Lower Zakum follows closely behind, with $5 to $8 billion of long-term development work moving through the award phase. Unlike Upper Zakum, this program is more modular in nature, favoring repeatable platform designs and phased offshore installation campaigns.
TA’ZIZ anchors downstream and low-carbon growth
While upstream drives volume, TA’ZIZ is emerging as the UAE’s downstream and energy transition anchor. The long-term utilities agreement signed with TAQA Group signals that the infrastructure backbone is now in place to support the next wave of chemical and ammonia investments.
Phase 2 and 3 expansions, estimated at $5 to $7 billion, are progressing through partnership and structuring stages. These projects will not move as a single EPC package but rather as a series of discrete plants, creating a steady pipeline of mid-sized awards across process units, utilities integration and storage infrastructure.
The low-carbon ammonia facility at TA’ZIZ, valued at $2 to $3 billion, adds another layer of opportunity. With pre-construction activities underway and offtake agreements strengthening, EPC mobilization is expected toward late 2026, aligning with global demand growth for clean hydrogen derivatives.

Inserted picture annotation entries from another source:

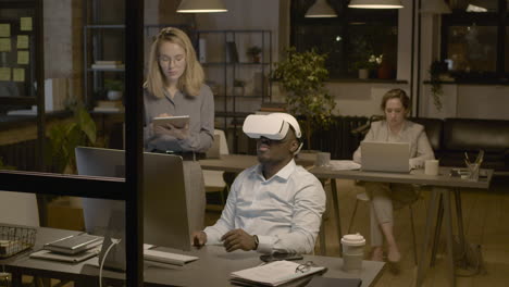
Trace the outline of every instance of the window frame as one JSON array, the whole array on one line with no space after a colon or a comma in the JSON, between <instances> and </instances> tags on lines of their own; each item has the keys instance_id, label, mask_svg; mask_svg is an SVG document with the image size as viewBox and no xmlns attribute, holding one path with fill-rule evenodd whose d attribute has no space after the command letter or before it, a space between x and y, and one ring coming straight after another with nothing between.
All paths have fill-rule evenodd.
<instances>
[{"instance_id":1,"label":"window frame","mask_svg":"<svg viewBox=\"0 0 509 287\"><path fill-rule=\"evenodd\" d=\"M486 12L486 13L475 13L475 12L465 12L454 10L450 14L442 15L442 26L440 26L440 59L447 59L448 53L448 39L449 39L449 27L451 26L470 26L474 22L481 26L495 26L497 28L497 42L496 47L496 63L495 63L495 79L489 79L489 82L499 82L502 78L507 78L509 75L508 71L505 71L506 63L506 29L509 27L509 8L506 0L498 0L497 12ZM472 73L473 72L473 73ZM482 71L471 71L472 76L469 77L471 80L486 82L486 77L480 76L479 74L491 75L493 73ZM464 72L459 72L459 74L464 74ZM475 76L477 75L477 76ZM457 79L461 82L461 79Z\"/></svg>"},{"instance_id":2,"label":"window frame","mask_svg":"<svg viewBox=\"0 0 509 287\"><path fill-rule=\"evenodd\" d=\"M385 22L390 24L399 29L398 27L398 17L399 13L397 9L381 9L381 10L369 10L369 9L351 9L348 8L348 1L327 1L327 3L336 11L337 17L305 17L306 11L314 3L314 0L291 0L290 1L290 37L289 42L290 46L296 47L297 51L302 51L301 48L296 46L296 35L298 34L298 29L301 26L313 26L313 25L330 25L332 26L340 26L343 29L343 39L342 39L342 54L339 55L342 59L340 68L339 71L334 71L338 75L334 75L334 72L331 72L330 79L353 79L357 78L356 76L349 75L349 65L351 64L348 60L348 47L350 42L350 29L355 22ZM394 18L389 18L393 17ZM388 20L389 18L389 20ZM399 33L399 32L398 32ZM396 37L396 41L397 41ZM397 52L396 52L397 55ZM368 59L367 59L368 60ZM397 70L397 57L395 68ZM396 71L397 73L397 71ZM395 80L395 79L393 79Z\"/></svg>"}]
</instances>

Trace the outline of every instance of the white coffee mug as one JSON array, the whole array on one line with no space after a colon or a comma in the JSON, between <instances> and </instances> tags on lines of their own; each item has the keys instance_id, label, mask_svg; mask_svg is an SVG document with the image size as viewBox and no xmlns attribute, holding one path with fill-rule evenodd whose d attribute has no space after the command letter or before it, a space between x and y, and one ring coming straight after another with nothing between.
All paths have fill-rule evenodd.
<instances>
[{"instance_id":1,"label":"white coffee mug","mask_svg":"<svg viewBox=\"0 0 509 287\"><path fill-rule=\"evenodd\" d=\"M438 175L438 160L426 160L424 162L424 174Z\"/></svg>"},{"instance_id":2,"label":"white coffee mug","mask_svg":"<svg viewBox=\"0 0 509 287\"><path fill-rule=\"evenodd\" d=\"M314 162L314 165L325 166L325 165L328 165L330 162L331 162L331 152L316 153L316 160Z\"/></svg>"},{"instance_id":3,"label":"white coffee mug","mask_svg":"<svg viewBox=\"0 0 509 287\"><path fill-rule=\"evenodd\" d=\"M365 239L360 234L347 234L342 238L343 270L357 272L362 270Z\"/></svg>"}]
</instances>

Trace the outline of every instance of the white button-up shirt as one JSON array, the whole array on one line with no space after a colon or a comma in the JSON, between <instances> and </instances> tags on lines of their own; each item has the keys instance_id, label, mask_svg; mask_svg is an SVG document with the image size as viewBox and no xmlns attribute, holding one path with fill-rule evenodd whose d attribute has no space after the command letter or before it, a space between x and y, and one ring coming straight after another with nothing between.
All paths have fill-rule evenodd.
<instances>
[{"instance_id":1,"label":"white button-up shirt","mask_svg":"<svg viewBox=\"0 0 509 287\"><path fill-rule=\"evenodd\" d=\"M258 251L310 253L325 211L318 178L291 160L272 178L261 165L241 172L232 185L221 219L204 229L207 244L236 228L257 235Z\"/></svg>"}]
</instances>

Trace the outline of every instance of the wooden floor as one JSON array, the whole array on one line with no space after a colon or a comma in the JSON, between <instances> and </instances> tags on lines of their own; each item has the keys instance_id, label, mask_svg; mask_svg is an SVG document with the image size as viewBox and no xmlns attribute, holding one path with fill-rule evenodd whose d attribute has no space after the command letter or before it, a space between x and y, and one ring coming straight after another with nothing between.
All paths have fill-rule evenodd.
<instances>
[{"instance_id":1,"label":"wooden floor","mask_svg":"<svg viewBox=\"0 0 509 287\"><path fill-rule=\"evenodd\" d=\"M353 210L356 194L362 192L363 190L361 186L356 186L352 180L338 180L337 187L342 226L344 233L346 233ZM327 198L331 198L331 189L326 188L326 190ZM419 200L414 204L413 212L415 216L418 246L422 242L427 199L429 194L423 192L423 200ZM489 191L462 189L461 199L467 240L471 244L481 245L487 272L484 275L469 277L458 276L457 286L509 286L509 180L495 180ZM402 253L400 273L393 274L386 270L374 286L407 287L415 284L417 267L413 261L409 214L408 208L395 212L395 235ZM214 223L219 217L219 213L208 212L207 217L207 224ZM454 221L456 221L456 217L454 217ZM335 228L334 216L332 214L326 214L326 250L327 255L331 257L339 255L339 245ZM359 203L357 215L352 224L352 232L359 232L369 242L369 209L368 204L363 202ZM444 234L444 232L442 234ZM318 250L316 248L316 251ZM367 246L364 250L367 258L369 258L369 252L370 248ZM440 240L436 265L427 271L424 286L448 286L444 252L445 244L444 240ZM464 271L458 272L464 273Z\"/></svg>"}]
</instances>

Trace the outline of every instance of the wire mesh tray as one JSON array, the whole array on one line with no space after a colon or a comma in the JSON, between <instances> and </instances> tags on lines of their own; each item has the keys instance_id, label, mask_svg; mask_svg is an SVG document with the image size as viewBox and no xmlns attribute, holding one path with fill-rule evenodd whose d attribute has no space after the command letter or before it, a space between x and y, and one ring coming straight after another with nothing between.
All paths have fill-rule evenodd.
<instances>
[{"instance_id":1,"label":"wire mesh tray","mask_svg":"<svg viewBox=\"0 0 509 287\"><path fill-rule=\"evenodd\" d=\"M0 258L12 257L34 247L37 230L0 224Z\"/></svg>"}]
</instances>

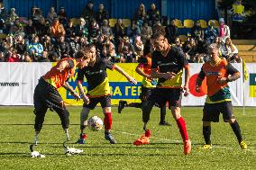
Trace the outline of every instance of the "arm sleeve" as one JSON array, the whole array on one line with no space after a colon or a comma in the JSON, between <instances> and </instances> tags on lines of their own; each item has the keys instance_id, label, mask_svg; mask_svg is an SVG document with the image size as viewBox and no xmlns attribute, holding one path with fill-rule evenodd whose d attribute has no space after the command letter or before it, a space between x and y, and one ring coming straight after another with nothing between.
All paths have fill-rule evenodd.
<instances>
[{"instance_id":1,"label":"arm sleeve","mask_svg":"<svg viewBox=\"0 0 256 170\"><path fill-rule=\"evenodd\" d=\"M82 82L83 80L84 80L83 69L78 68L78 78L77 78L77 81Z\"/></svg>"},{"instance_id":2,"label":"arm sleeve","mask_svg":"<svg viewBox=\"0 0 256 170\"><path fill-rule=\"evenodd\" d=\"M206 74L203 70L203 67L201 67L201 71L199 72L199 75L198 75L198 78L200 78L201 80L204 80L205 79L205 76L206 76Z\"/></svg>"},{"instance_id":3,"label":"arm sleeve","mask_svg":"<svg viewBox=\"0 0 256 170\"><path fill-rule=\"evenodd\" d=\"M230 63L226 66L226 71L228 75L233 75L234 73L239 73L239 71L234 68Z\"/></svg>"}]
</instances>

Midstream and carbon capture add depth to the pipeline
Beyond upstream and downstream, midstream infrastructure continues to provide steady contract flow. The Estidama Gas Pipeline Phase 2 project, valued at $2.4 billion, is already under execution with NMDC Energy and Galfar Engineering & Contracting. While not a new award story, peak construction activity through 2026 and 2027 will sustain subcontracting demand across fabrication, installation and commissioning.
Carbon capture is also moving from concept to execution. The Habshan CCUS hub is under construction, while the Ruwais expansion and associated pipeline network are advancing through FEED. With a combined value of $3 to $5 billion, these projects represent a growing niche for EPC contractors with carbon capture integration capabilities.
Ruwais integration signals the next wave
Looking further ahead, the Ruwais hydrogen integration and Project Lightning Phase 2 point to the next cycle of offshore electrification and decarbonization. Both remain in early engineering and planning stages, but their alignment with LNG, refining and offshore infrastructure suggests that future EPC awards will increasingly focus on system integration rather than standalone facilities.
EPC outlook
The key takeaway is clear. The UAE is entering a synchronized investment phase where upstream expansion, gas monetization, downstream diversification and decarbonization are progressing in parallel.
For EPC contractors, this creates a layered opportunity set. Mega projects like Upper Zakum will dominate headlines, but the real volume of awards will come from the accumulation of mid-sized packages across gas, chemicals, pipelines and low-carbon infrastructure.
2026 is not just another active year. It is the inflection point where the UAE’s long-built project pipeline finally converts into sustained EPC demand.